You didn't help out with my luggage because you have a torn rotator cuff. 4 stars. Or, you did help with my luggage so I'm giving you 5 stars as a tip. Yay! OR driver says: that's okay, you can totally abuse me, tear up my car, put your greasy hands all over my windows and **** with my radio constantly if you promise to leave me a 5 stars. Yep, it's a terrific system


----------



## UpNorth (Sep 15, 2019)

I've been back here in Jackson Tn driving Uber/Lyft for 6 weeks have not received any ratings from Uber pax. Plenty from Lyft pax I have 5.0. When I drove in Traverse city MI for the summer/fall I only drove Uber stay busy non stop and 95% of the pax rated me and tipped. Am 4.96 with Uber. Market location can change everything.


----------



## Amos69 (May 17, 2019)

steeplechaser33 said:


> Think about this: you give pax 5 options and 4 of which essentially mean: this driver should be fired.
> 
> Uber needs to clearly outline what anything less than 5 stars means and require the pax write up for less than 5. I'm getting so sick of random 1* ratings with no explanation. Pax probably wanted a free ride.
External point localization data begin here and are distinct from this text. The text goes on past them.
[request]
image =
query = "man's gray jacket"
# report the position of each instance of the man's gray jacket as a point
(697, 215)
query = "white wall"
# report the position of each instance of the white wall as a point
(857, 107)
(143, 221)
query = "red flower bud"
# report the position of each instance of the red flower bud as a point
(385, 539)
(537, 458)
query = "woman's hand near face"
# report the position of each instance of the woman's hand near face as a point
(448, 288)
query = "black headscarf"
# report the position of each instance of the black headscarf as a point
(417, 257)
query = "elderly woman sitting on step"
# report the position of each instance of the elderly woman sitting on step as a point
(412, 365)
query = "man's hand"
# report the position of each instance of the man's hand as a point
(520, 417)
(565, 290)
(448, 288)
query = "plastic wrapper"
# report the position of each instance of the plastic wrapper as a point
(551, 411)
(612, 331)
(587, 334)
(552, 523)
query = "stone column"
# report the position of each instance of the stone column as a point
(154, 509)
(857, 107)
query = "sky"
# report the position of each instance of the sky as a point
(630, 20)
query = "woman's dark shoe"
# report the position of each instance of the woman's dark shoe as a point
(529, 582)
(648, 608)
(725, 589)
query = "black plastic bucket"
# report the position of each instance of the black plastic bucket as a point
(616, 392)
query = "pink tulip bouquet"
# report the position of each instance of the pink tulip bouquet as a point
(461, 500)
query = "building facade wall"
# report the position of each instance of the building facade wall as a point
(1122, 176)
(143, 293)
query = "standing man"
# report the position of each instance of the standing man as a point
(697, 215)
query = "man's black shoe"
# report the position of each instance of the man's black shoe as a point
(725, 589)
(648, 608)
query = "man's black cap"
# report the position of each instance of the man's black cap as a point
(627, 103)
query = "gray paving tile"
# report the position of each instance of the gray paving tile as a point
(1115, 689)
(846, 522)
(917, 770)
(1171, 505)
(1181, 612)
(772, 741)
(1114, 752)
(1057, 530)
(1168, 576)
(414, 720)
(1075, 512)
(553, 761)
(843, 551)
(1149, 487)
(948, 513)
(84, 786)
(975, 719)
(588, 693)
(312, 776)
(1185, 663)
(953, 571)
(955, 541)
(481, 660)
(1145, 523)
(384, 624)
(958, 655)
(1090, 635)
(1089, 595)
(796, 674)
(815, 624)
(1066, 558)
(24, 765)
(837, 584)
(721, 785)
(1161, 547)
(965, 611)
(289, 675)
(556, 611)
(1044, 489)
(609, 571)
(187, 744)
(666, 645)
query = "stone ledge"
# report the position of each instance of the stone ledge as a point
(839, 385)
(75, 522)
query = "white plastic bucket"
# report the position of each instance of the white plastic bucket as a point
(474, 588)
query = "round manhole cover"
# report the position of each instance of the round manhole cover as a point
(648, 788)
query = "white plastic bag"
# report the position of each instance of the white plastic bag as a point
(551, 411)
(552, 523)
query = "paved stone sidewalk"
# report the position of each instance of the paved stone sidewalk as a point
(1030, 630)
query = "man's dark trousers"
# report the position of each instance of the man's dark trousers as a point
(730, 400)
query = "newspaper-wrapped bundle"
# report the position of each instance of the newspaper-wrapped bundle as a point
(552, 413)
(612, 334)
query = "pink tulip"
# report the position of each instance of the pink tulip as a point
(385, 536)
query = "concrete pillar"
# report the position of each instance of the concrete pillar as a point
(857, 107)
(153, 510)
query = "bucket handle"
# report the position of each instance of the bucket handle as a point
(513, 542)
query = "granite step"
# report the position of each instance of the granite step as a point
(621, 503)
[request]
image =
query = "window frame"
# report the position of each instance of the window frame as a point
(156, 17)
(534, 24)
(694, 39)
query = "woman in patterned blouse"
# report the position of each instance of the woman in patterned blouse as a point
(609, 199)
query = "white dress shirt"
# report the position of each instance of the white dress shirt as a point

The ratings system is less than pointless.

It is only a tool the companies use to pigeon hole you.

Data mining at it's easiest.

Best thing to do is not pick up those people.

Period


----------



## Clarity (Sep 20, 2018)

I agree with you. I don't like Uber's rating system either and it sucks when there are some undeserved ratings especially when there is no reason given. It does not help that undeserved ratings can't be disputed.

Part of the problem is I see more complaints about it than working together to improve it. Not enough drivers want to team up to push for a better rating system. This is not going to change unless we are proactive.



steeplechaser33 said:


> What happened to ratings protection?


So far I know ratings protection only works if a low rating was left because the pax didn't like the price, pax complained that the driver didn't have a car seat for a child, or pax had a problem with the app interface. I know this from speaking to support last night.


----------



## SHalester (Aug 25, 2019)

Clarity said:


> Not enough drivers want to team up to push for a better rating system.


wouldn't get uber's attn anyway.


----------



## UberPuppetGirl (Jul 6, 2019)

Use this set of 3 to highlight inadequacy in the job..
Plus lets go deeper into the inner circle &#128309; of we.

What level is who and why?
$aid as a type of pun.

A Bloodline is always stronger then necessity.
It Is!

As mine as true, has coined luretee /sutty or simply an egg cream.

Saying " Pain and Pleasure" that has today become a cue of memory, although a crucial point in the hidden story and the story we see that now leaves out this key component.

Kind of like the point system this post is referencing but We don't want your soul just your intel.

He Wants It!






*Yes He Does !*


----------



## Taxi2Uber (Jul 21, 2017)

Wildgoose said:


> When you do the Math, you will find it is not fair. Because drivers are doing 12 trips daily on average. 50% of Pax rate to driver which means 6 trips. 5 Pax rate 5 stars and one pax rate 1 star which makes driver's rating is ( 5 x 5 + 1 ) / 6 = 4.3 for that day. Is it fair? Low rating always pull down the average rating badly and drivers need more of more 5 stars to cure that low rating.


It's fair if you are a jerk 1 out of every 12 rides.
Seriously, who gets a 1 star daily? 
Uber ratings are based on the last 500 rated rides, at which point you would have 83 1 stars.
It's fair to say that, that driver should not be driving.


----------



## Amos69 (May 17, 2019)

Taxi2Uber said:


> It's fair if you are a jerk 1 out of every 12 rides.
> Seriously, who gets a 1 star daily?
> Uber ratings are based on the last 500 rated rides, at which point you would have 83 1 stars.
> It's fair to say that, that driver should not be driving.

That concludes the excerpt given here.